1. Field of the Invention
The present invention concerns a device for generating a signal having a complex form, more particularly a device adapted to produce rapidly rising wave front impulse type signals. In this device, the signal is formed by approximations of linear segments having variable slopes.
2. Description of the Prior Art
In the field of known techniques for producing short rise time pulses and especially in distance-measurement-equipment type (DME) systems for radionavigation aid of aircraft, it is frequently necessary to create pulse type signals having a well-defined form. In the case of DME systems, for example, two specific forms are necessary:
for N-DME or navigation DME, the form of the pulse must be as close as possible to a gaussian shape or a square cosine shape on each of the leading-edge and trailing-edge of the pulse; PA1 for the P-DME (or Precision-DME) the leading-edge of the pulse must be substantially sinusoidal whereas the trailing-edge must follow a square cosine law.
Different circuits for these systems are known in the prior art.
Among these circuits are the analog circuits based on the controlled discharge of an oscillating circuit utilizing LC elements.
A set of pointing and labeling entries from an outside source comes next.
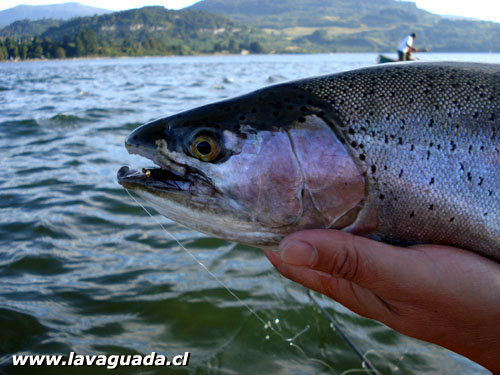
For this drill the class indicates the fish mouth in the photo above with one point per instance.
(159, 179)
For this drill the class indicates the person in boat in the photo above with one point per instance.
(406, 48)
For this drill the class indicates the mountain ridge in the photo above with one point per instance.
(55, 11)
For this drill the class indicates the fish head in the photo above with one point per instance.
(251, 169)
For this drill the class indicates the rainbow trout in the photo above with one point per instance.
(400, 152)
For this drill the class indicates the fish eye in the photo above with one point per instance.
(205, 148)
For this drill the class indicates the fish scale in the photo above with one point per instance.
(404, 153)
(427, 137)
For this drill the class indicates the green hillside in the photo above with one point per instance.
(357, 25)
(137, 32)
(258, 26)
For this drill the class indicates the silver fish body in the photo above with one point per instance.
(402, 152)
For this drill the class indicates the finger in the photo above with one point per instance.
(367, 263)
(356, 298)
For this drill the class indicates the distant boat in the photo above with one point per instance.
(382, 59)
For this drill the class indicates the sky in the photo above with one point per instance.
(480, 9)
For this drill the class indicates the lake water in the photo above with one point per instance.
(84, 269)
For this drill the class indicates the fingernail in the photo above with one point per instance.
(297, 253)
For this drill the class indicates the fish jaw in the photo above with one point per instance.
(237, 205)
(262, 187)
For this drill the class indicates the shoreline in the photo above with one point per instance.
(226, 54)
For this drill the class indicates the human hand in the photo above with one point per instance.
(440, 294)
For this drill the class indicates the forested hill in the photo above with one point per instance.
(136, 32)
(258, 26)
(357, 25)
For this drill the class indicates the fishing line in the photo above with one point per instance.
(252, 311)
(364, 359)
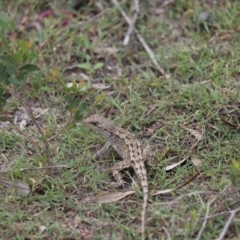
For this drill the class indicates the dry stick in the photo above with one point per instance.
(60, 131)
(46, 144)
(133, 22)
(205, 220)
(22, 133)
(140, 38)
(227, 225)
(40, 168)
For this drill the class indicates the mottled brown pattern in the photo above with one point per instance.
(128, 147)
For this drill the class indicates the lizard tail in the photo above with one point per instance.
(145, 198)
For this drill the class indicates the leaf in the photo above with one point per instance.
(195, 133)
(18, 186)
(10, 69)
(29, 67)
(13, 11)
(4, 24)
(196, 161)
(235, 172)
(85, 66)
(174, 165)
(13, 80)
(112, 196)
(98, 66)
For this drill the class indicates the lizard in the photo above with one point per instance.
(129, 148)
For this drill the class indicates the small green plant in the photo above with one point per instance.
(16, 59)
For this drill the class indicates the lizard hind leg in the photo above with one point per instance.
(116, 172)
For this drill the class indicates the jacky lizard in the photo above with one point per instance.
(128, 147)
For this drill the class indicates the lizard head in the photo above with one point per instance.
(99, 125)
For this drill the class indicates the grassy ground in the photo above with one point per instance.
(199, 91)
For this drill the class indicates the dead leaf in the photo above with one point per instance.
(112, 196)
(178, 187)
(100, 86)
(174, 165)
(228, 123)
(163, 191)
(195, 133)
(196, 161)
(18, 186)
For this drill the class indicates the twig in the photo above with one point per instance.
(46, 144)
(227, 225)
(61, 130)
(205, 220)
(140, 38)
(22, 133)
(40, 168)
(133, 22)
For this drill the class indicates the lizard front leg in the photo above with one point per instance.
(102, 151)
(118, 167)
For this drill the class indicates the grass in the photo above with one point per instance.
(200, 86)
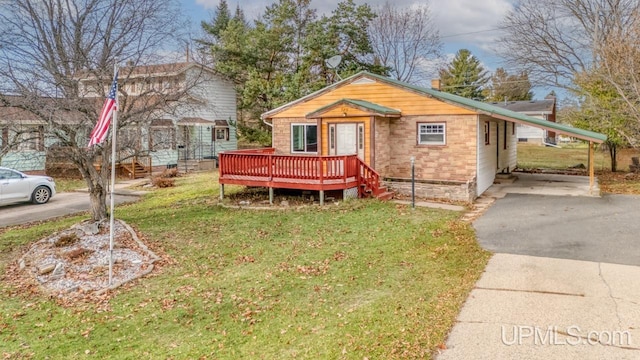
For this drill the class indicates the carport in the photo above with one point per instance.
(544, 184)
(586, 135)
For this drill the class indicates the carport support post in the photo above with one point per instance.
(591, 170)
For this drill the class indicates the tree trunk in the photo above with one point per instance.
(98, 203)
(613, 154)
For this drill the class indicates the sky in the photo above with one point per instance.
(463, 24)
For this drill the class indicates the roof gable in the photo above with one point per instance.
(374, 94)
(341, 107)
(461, 104)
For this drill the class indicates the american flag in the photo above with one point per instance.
(101, 129)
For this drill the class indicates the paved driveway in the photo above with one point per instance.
(60, 205)
(538, 298)
(601, 229)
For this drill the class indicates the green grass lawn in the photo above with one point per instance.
(364, 279)
(540, 157)
(65, 185)
(535, 156)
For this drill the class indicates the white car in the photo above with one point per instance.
(16, 187)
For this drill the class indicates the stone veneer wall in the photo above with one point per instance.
(454, 161)
(444, 190)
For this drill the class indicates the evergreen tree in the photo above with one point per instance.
(464, 76)
(220, 21)
(505, 87)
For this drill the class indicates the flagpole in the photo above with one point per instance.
(114, 131)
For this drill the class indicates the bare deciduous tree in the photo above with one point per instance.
(404, 39)
(49, 47)
(552, 40)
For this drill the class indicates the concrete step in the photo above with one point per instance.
(387, 195)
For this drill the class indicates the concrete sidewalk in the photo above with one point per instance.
(526, 307)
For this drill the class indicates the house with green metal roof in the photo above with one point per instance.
(455, 145)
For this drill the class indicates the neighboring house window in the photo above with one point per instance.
(487, 133)
(432, 134)
(332, 137)
(5, 137)
(221, 134)
(506, 126)
(129, 138)
(304, 138)
(32, 139)
(162, 138)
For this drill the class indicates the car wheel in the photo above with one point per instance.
(41, 195)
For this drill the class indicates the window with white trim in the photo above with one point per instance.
(432, 134)
(304, 138)
(162, 138)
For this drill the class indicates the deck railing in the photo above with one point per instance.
(264, 163)
(369, 178)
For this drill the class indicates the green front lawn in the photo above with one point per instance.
(364, 279)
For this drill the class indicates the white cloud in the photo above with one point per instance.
(467, 21)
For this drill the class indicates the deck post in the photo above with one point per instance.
(591, 170)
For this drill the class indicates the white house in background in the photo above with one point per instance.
(190, 134)
(542, 109)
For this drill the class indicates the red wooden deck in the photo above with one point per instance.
(264, 168)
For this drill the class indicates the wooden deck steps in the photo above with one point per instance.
(135, 170)
(320, 173)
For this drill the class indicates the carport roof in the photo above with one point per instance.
(497, 112)
(476, 106)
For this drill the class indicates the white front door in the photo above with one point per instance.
(346, 139)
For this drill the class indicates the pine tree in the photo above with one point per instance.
(220, 21)
(505, 87)
(464, 76)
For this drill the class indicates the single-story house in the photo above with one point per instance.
(543, 109)
(457, 145)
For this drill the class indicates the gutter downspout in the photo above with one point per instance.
(269, 125)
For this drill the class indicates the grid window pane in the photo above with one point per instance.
(304, 138)
(433, 134)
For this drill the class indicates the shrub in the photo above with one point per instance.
(162, 182)
(169, 173)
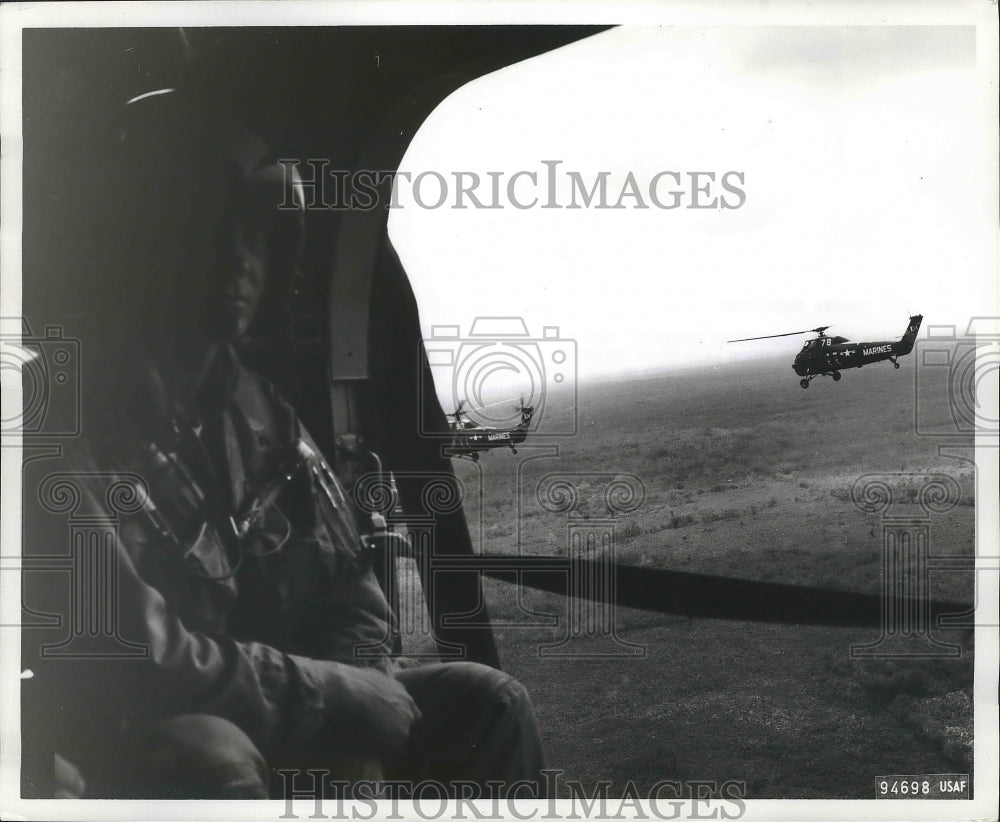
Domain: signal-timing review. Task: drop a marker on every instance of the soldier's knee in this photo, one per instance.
(199, 756)
(498, 691)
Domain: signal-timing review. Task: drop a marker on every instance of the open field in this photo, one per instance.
(744, 474)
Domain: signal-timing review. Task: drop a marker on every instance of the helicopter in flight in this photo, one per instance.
(828, 356)
(469, 439)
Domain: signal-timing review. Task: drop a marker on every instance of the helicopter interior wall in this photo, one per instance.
(312, 92)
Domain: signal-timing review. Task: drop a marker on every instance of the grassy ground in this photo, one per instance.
(743, 474)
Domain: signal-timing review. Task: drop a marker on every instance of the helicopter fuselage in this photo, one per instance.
(469, 439)
(823, 356)
(829, 356)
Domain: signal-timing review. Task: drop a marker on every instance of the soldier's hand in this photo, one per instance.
(372, 706)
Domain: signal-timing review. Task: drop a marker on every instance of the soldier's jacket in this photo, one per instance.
(237, 567)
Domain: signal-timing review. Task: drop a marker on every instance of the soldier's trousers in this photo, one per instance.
(477, 725)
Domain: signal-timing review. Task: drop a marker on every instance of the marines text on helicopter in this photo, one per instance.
(469, 439)
(828, 356)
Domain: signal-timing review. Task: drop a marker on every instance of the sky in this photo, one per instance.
(862, 153)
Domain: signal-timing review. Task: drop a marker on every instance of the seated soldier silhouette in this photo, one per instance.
(242, 572)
The drawback of this solution is the lack of precision between the start time of the modulation and the resulting form thereof. In the framework of DME, this becomes apparent by a lack of precision with respect to the distance measurement taken which, it will be recalled, utilizes as reference time the leading-edge of the pulse.
Circuits utilizing digital techniques are also known, such as those which utilize a digital-analog converter supplying a variable output voltage, according to a determined law, in relation with a defined clock period. The pulse thus obtained is in the form of a series of stair steps and gives a contour close to that desired. Smoothing is thus necessary to obtain the final form of the pulse. The main drawback of this solution is due to the technological limitation which appears when the leading-edge of the pulse becomes short.
In this case, for a good approximation of the curve, it is necessary to utilize a large number of steps, i.e. a very rapid clock and high-speed digital-analog converters. By way of example, for steps of 20 ns, the clock must work at 50 MHz, with a converter adapted to follow this frequency.